Nous sommes ici purement dans la jurisprudence des usages liturgiques. Et qui est habitué à servir à l’autel dans le monde chrétien orthodoxe sait combien les usages liturgiques peuvent scandaliser. Les deux grandes familles d’usages liturgiques auxquelles nous sommes confrontés en France sont grecques et russes. Elles ne divergent pas énormément, mais il y a des différences notables, bien que l’essentiel reste le même. Et puisque l’on sait que l’essentiel est préservé, et que l’accessoire varie, on se dit qu’entre personnes intelligentes tout se passera bien. Malheureusement non ! je ne compte plus les esclandres (plus ou moins feutrées pour que les fidèles n’entendent rien) à l’autel sur tel ou tel usage. Cette mishna connaît bien l’âme humaine… Elle sait que l’acte liturgique, revient symboliquement (j’utilise ici le mot « symboliquement » dans sa plénitude chrétienne antique, voir les billets sur le Père Schmemann pour plus de détails) à être devant le trône céleste divin. Et chacun va spontanément s’imaginer que le ciel a une liturgie russe ou une liturgie grecque ! jamais quelqu’un étant habitué à officier d’une certaine façon ne va pouvoir s’imaginer que la liturgie céleste puisse dévier ne serait-ce qu’un peu de son habitude. La mishna dit ainsi à ceux qui prient longuement de ne pas se scandaliser chez ceux qui prient de façon qui semble abrégée. Et vice-versa. Dieu n’est-il pas hors du temps ?
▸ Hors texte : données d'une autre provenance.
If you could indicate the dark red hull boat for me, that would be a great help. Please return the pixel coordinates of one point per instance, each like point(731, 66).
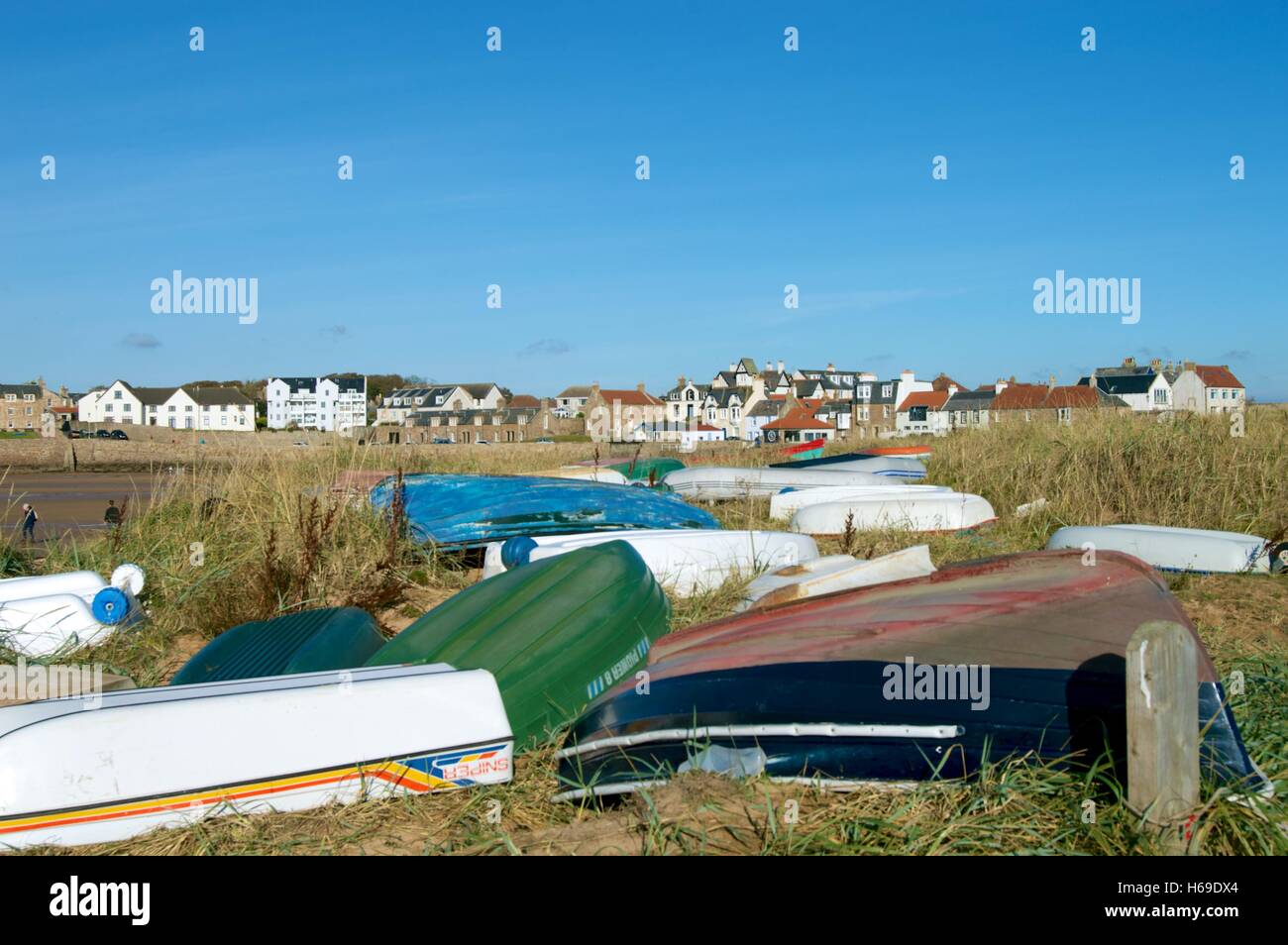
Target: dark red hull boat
point(911, 680)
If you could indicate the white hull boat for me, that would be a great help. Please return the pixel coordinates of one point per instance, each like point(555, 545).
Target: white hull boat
point(791, 501)
point(833, 574)
point(73, 772)
point(590, 473)
point(1179, 549)
point(761, 481)
point(684, 561)
point(894, 467)
point(54, 614)
point(949, 511)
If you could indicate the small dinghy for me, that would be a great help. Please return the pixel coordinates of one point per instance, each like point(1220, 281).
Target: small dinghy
point(54, 614)
point(790, 501)
point(931, 678)
point(832, 575)
point(939, 511)
point(639, 471)
point(308, 641)
point(168, 756)
point(683, 561)
point(555, 632)
point(458, 511)
point(707, 483)
point(589, 473)
point(1180, 549)
point(884, 465)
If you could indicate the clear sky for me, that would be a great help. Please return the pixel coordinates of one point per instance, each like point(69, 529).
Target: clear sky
point(518, 168)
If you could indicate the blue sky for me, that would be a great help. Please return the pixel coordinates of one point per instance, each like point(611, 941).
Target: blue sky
point(518, 168)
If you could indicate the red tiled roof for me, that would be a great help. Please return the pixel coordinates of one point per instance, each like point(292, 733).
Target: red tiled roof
point(934, 399)
point(630, 398)
point(798, 419)
point(943, 381)
point(1216, 376)
point(1020, 396)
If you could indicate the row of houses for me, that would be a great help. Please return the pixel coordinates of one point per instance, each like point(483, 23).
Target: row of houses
point(773, 404)
point(188, 407)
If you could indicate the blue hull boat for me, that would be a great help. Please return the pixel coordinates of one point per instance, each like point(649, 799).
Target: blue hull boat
point(460, 511)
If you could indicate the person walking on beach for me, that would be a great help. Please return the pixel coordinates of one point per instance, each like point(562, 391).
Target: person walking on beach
point(29, 523)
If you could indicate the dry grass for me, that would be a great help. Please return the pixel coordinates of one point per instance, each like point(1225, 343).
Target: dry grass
point(1120, 469)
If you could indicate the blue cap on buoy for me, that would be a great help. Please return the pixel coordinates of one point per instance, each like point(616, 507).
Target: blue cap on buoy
point(516, 551)
point(111, 605)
La mishna fait une petite distinction sur la conclusion de la prière. Il est difficile de savoir à quoi elle fait allusion. Les commentateurs rabbiniques évoquent relativement classiquement la problématique de la formule de conclusion. La question revient donc à demander : y-a-t-il une formule qui tient lieu de conclusion qui soit universellement reconnue ? Et la réponse est non. Ce qui sert de conclusion chez certains n’est pas reconnu comme tel chez d’autres.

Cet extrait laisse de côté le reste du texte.